Iddo has a new post that contains some thoughtful reflections on my suggestions: Should research code be released as part of the peer review process?.
I think I’ve convinced Iddo that not all research code should be carefully tested, released code, ready for users to apply blindly. I think he and I are both in agreement that some code should be polished in that manner, though I remain less convinced than him that the Bioinformatics Testing Consortium will do much to further that aim.
There have been some other responses to Iddo’s original post.
Deepak Singh takes the view that scientists don’t publish their code because they are horrible, lazy programmers, and that if they would just work harder and be trained better then the problem would go away. If only it were that simple! He correctly points out that a lot of industrial code is also hacked together for rapid prototyping and used past the point where it should be. He believes, however, that industrial programmers are better at programming than scientists (true in some cases, and perhaps even on average, but there are certainly exceptions).
I remain unconvinced that simply training scientists to be better programmers would make much difference. I’m a pretty good, highly trained programmer (PhD in computer science, over 40 years of programming experience in various languages), but a lot of my research code is not in a state where I’d be willing to distribute it. Major refactoring is needed of most of the bigger programs, and I don’t have the time, the resources, nor the incentive to do it. I do try to write clean code with decent documentation, but a lot of the bigger projects involved student work that I did not have time to clean up.
Even where the code is all mine, after 5 or 10 years of intermittent work on a project the code has often drifted a long way from the original design, and design decisions that were good ones at the time they were made are no longer good choices—hence the need for major refactoring.

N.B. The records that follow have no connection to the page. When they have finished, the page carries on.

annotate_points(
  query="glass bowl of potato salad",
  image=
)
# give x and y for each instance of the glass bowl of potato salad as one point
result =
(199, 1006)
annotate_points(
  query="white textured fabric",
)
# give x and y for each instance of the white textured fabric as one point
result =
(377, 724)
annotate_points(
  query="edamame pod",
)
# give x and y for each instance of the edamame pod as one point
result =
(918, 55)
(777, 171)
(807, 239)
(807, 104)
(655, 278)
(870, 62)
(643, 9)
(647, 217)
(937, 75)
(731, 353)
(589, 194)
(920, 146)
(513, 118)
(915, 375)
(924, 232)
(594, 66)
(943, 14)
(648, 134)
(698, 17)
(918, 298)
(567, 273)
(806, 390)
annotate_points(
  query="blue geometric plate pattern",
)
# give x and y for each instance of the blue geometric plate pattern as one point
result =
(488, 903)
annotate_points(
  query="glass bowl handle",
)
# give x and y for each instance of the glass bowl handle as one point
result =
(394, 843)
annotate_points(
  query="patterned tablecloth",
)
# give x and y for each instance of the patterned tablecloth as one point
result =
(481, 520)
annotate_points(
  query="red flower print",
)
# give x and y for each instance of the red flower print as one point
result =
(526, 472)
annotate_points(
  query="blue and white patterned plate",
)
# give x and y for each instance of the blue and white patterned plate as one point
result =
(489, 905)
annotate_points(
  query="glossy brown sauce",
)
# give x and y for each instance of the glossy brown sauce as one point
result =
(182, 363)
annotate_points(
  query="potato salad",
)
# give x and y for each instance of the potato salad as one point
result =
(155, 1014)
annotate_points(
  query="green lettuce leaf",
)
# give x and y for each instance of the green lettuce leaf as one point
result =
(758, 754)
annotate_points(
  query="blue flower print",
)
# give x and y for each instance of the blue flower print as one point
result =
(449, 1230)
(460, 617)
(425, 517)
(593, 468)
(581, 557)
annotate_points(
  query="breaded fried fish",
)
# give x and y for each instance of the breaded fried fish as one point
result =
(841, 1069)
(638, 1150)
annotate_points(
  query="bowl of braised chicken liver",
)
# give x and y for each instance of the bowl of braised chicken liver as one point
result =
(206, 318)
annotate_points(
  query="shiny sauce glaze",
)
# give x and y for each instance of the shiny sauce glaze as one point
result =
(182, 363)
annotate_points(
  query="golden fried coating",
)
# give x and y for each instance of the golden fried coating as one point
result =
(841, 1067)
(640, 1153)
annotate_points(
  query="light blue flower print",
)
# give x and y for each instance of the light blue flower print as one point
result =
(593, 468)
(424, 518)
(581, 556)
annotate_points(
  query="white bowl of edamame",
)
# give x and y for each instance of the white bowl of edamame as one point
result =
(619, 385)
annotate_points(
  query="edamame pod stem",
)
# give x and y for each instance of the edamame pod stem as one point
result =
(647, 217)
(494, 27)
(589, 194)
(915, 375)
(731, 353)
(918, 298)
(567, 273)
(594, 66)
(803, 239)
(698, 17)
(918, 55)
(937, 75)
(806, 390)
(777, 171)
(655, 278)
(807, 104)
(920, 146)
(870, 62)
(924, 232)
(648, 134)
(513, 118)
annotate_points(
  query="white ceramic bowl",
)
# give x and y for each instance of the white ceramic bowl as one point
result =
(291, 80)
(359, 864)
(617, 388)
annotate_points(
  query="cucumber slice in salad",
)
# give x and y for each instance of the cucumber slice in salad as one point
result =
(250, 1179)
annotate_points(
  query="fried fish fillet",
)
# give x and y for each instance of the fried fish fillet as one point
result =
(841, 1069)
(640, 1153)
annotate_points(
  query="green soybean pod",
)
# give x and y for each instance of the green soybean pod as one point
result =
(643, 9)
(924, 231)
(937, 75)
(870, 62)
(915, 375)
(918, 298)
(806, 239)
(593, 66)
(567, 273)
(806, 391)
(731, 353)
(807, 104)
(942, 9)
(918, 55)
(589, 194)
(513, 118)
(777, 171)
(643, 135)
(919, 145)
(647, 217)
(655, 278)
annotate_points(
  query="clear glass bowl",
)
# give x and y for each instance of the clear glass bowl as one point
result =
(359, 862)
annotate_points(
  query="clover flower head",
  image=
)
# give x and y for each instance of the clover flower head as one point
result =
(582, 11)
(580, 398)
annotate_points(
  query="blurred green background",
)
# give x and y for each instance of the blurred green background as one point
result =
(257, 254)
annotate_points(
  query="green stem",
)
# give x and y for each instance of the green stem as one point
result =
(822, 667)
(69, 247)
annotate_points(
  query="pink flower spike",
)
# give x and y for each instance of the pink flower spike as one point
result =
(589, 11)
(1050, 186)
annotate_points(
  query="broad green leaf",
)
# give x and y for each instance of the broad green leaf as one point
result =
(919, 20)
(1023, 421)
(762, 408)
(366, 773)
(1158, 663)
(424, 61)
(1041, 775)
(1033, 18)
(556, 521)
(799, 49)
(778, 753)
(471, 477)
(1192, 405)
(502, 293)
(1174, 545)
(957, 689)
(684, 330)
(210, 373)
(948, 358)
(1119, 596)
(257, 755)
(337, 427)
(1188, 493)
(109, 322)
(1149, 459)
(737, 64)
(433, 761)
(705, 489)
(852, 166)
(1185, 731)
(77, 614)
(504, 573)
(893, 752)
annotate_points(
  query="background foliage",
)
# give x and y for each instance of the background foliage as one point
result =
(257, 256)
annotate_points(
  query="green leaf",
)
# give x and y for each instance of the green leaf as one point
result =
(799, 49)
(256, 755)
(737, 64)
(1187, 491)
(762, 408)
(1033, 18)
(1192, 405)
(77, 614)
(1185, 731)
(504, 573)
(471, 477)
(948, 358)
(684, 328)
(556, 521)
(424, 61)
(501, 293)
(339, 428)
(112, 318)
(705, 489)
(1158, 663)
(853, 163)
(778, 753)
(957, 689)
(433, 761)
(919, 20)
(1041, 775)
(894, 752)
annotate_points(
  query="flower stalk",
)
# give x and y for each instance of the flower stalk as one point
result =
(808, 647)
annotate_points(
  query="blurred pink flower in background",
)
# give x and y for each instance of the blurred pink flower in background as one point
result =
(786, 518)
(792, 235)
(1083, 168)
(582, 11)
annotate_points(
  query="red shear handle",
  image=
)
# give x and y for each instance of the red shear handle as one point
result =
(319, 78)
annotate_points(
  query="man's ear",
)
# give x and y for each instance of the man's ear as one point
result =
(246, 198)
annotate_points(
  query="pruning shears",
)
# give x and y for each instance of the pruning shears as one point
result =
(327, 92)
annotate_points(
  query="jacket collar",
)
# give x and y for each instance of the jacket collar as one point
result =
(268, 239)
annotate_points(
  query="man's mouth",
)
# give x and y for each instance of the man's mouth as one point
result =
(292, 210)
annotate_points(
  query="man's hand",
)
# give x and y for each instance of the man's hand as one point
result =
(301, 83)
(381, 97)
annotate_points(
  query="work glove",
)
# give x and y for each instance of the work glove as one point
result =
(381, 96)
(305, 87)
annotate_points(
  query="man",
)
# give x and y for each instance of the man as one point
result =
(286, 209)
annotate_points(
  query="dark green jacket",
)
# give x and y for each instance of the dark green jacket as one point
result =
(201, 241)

There is some discussion of the need for open source code triggered by Iddo’s article, but the discussion there doesn’t seem to go anywhere. One commenter advocates open-notebook science—a position I have some agreement with, but I’m often constrained by the fact that the data I’m analyzing is not my data, so I need permission of the data owner before saying anything about it. Because my programming is mostly driven by the data I’m analyzing (looking for patterns and anomalies in data), releasing my notes about what I’m programming and why would release the part of the data that the data owner regards as most precious (the interpretation), even if the data itself is kept hidden. The commenter would probably claim that the data should be released as soon as it is collected, but that is almost never my decision to make.